5% SA upregulates genes associated with keratin filament and keratinization on day 28. (A) Heatmap of DEGs in 5%SA group (left) and control group (right) on day 28. (B) The most significant top 20 GO terms of DEGs. The dot size indicates the number of DEGs enriched in the corresponding GO term. Different p-values are indicated by dot colors. The rich factor is the ratio of the DEG number to the total number of genes in the GO term. (C and D) Volcano plots of genes included in GO terms for (C) keratin filament and (D) keratinization. (E) Representation of DEGs related to the late cornified envelope.

Figure 5

SA upregulates genes associated with the skin barrier. (A) Barrier-related significantly enriched GO terms between the 5%SA group and the control group.

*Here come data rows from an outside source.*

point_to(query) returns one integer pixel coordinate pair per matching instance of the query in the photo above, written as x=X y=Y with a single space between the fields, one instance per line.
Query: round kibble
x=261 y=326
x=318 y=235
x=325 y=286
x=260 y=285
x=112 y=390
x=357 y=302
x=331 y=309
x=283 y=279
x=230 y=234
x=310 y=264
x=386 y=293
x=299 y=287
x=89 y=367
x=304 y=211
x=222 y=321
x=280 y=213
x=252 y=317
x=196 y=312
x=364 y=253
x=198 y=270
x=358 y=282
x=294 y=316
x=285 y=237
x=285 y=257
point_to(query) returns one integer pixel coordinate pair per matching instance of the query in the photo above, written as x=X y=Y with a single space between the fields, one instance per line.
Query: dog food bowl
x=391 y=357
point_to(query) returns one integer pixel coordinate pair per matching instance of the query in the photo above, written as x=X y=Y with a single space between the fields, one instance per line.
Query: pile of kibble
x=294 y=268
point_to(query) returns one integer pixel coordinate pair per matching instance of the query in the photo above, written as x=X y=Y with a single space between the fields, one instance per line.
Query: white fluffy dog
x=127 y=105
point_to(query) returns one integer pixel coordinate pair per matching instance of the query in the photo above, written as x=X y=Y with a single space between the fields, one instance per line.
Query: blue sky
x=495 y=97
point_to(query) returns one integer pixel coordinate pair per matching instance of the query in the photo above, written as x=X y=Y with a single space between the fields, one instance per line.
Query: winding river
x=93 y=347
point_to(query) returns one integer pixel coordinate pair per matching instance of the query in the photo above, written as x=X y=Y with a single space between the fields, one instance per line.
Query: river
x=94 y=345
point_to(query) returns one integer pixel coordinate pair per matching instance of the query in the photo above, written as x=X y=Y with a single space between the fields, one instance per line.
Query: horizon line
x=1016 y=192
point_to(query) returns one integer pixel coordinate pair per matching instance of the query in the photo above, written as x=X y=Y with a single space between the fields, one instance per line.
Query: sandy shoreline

Green bars represent day 14, and red bars represent day 28. (B) Barrier biomarkers show greater differential expression across 5% SA vs the control group.

Figure 6

KEGG pathway analysis on day 14. (A) Multiple GSEA analysis of the KEGG pathway which achieved the top 10 highest enrichment scores. (B) The volcano plot shows the expression of PPAR signaling pathway associated genes. (C) Heatmap of PPAR signaling pathway associated genes between 5%SA and vehicle on day 14. (D) The FPKM values of genes associated with the PPAR signaling pathway. (E) The volcano plot shows the expression of cGMP-PKG signaling pathway associated genes. (F) Heatmap of cGMP-PKG signaling pathway associated genes between 5%SA and vehicle on day 14. (G) The FPKM values of genes associated with the cGMP-PKG signaling pathway.

Figure 7

KEGG pathway analysis on day 28. (A) Multiple GSEA analysis of the KEGG pathway which achieved the top 10 highest enrichment scores. (B) The volcano plot shows the expression of PPAR signaling pathway associated genes. (C) Heatmap of PPAR signaling pathway associated genes between 5%SA and vehicle on day 28. (D) The FPKM values of genes associated with the PPAR signaling pathway. (E) The volcano plot shows the expression of NOTCH signaling pathway associated genes. (F) Heatmap of NOTCH signaling pathway associated genes between 5%SA and vehicle on day 28. (G) The FPKM values of genes associated with the NOTCH signaling pathway.